Klar kannst du da Messungen betreiben. 

>> Könnte man verschieden große Pakete schicken und die Übertragunszeit messen? 

Ist wohl ein guter Ansatz. Interessant wird hierbei auch die verwendete RX und TX Buffergröße auf dem Socket, sowie die Paketgröße sein. 

Auch solltest du mal nach "Nagle Algorithmus" googeln und diesen mal für deine Tests abschalten. Denke du bekommst da recht interessante Werte.

>> Kann man irgendwie Informationen über die Auslastung der Netzwerk-Interfaces erhalten?

Mit nativem Java sicher nicht. Ist auch nicht weiter Interessant, da du das selbst "errechnen" kannst. Wenn du weißt dass du ne 100mbit Karte hast, dann weißt du auch wieviel theoretisch über die Leitung geht. Und das kannst du dann mit dem vergleichen was du gemessen hast. Dann hast du deine "Auslastungsinformation", zumindest näherungsweise.

>> Die Frage aller Fragen: Ist ein Geschwindigkeitsmessen mit Java überhaupt möglich (denn Java sitzt ja hinter der JVM)?

Naja.
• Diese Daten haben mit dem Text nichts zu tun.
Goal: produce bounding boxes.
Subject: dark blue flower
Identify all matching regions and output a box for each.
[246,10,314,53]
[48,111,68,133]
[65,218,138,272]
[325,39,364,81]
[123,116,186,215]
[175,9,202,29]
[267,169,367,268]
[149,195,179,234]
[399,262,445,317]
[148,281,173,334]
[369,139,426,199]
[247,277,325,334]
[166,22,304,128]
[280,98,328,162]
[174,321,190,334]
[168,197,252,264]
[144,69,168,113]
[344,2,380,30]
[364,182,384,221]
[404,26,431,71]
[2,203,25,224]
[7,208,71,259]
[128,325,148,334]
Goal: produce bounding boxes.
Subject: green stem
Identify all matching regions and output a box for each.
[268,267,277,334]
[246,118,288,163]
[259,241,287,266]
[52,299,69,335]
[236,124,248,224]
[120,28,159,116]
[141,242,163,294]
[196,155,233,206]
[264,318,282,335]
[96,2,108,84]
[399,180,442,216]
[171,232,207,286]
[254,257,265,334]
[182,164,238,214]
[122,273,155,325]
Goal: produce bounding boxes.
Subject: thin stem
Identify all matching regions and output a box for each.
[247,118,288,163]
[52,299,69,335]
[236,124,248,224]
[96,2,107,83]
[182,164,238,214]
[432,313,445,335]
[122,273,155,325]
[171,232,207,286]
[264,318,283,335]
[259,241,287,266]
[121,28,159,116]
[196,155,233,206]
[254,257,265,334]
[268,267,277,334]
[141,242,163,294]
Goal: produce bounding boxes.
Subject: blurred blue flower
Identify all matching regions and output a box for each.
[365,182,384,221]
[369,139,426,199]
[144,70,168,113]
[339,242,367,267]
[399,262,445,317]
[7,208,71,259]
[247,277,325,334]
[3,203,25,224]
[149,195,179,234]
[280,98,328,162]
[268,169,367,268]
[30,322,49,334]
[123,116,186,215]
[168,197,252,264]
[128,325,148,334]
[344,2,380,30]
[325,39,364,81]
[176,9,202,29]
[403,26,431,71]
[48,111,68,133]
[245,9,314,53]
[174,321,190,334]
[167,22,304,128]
Du kannst so natürlich nur messen, was sich mit Java übertragen lässt. Das OS selbst handhabt das ganze vielleicht "etwas" anders. Aber im großen und ganzen steht Java was die Netzwerkperformance betrifft den direkten OS-Netzwerkoperationen in nichts nach.

- Alex


----------



## data89 (8. Jul 2009)

Wie funktionert eine Messung jetzt genau?
Der Server sendet ein Paket an den Client und der Client sendet das Paket wieder zurück. Dann wird die benötigte Zeit durch zwei Geteilt und auf die Paketgröße gerechnet. Schon hat man eine Aussage xy KBit/s oder so. Aber der Client verarbeitet ja das Paket. Das benötigt ja auch Zeit.

Wenn man eine solche Messung implementiert hat - schön und gut. Aber dafür gibt es ja auch andere Programme. *Wie kann ich mein Projekt "Netzwerktools" noch sinnvoll erweitern?*

data89


----------



## tuxedo (8. Jul 2009)

"Wer misst, misst Mist ..."

Kommt halt drauf an was du messen willst.

Du kannst den "Round Trip Durchsatz" messen (so wie von dir beschrieben), oder aber du sendet einfach "alles was geht" und auf der anderen Seite "empfängst du alles was geht". Dann kannst du 2 Messungen machen: Wie Schnell kann ich Daten raussenden, und auf der anderen Seite: Wie schnell kann ich Daten empfangen.

Ich denke wenn man sich auch nur ein klein wenig selbst den Kopf darüber zerbricht und bei Unklarheiten mal 5min an die frische Luft geht kommt man selbst zu einem brauchbaren Ansatz.

Denn woher sollen WIR wissen was du wie messen kannst/willst/sollst.

Es gibt AFAIK kein genormtes, allgemeingültiges und übergeordnetes Messverfahren das DIE Netzwerkgeschwindigkeit misst. Du musst definieren was du messen willst, und das misst du dann einfach. Wenn Komponenten in die Messung mit einfließen, die du nicht im Ergebnis haben möchtest dann musst du diese erst identifizieren und dir dann überlegen wie du deine Messung umstellen/ändern kannst, so dass diese Komponenten entweder gar nicht mehr einfluss nehmen, oder nur noch eine minimale Rolle spielen.

- Alex

P.S. Fettschrift bringt dich auch nicht weiter.


----------



## data89 (8. Jul 2009)

> Ist wohl ein guter Ansatz. Interessant wird hierbei auch die verwendete RX und TX Buffergröße auf dem Socket, sowie die Paketgröße sein.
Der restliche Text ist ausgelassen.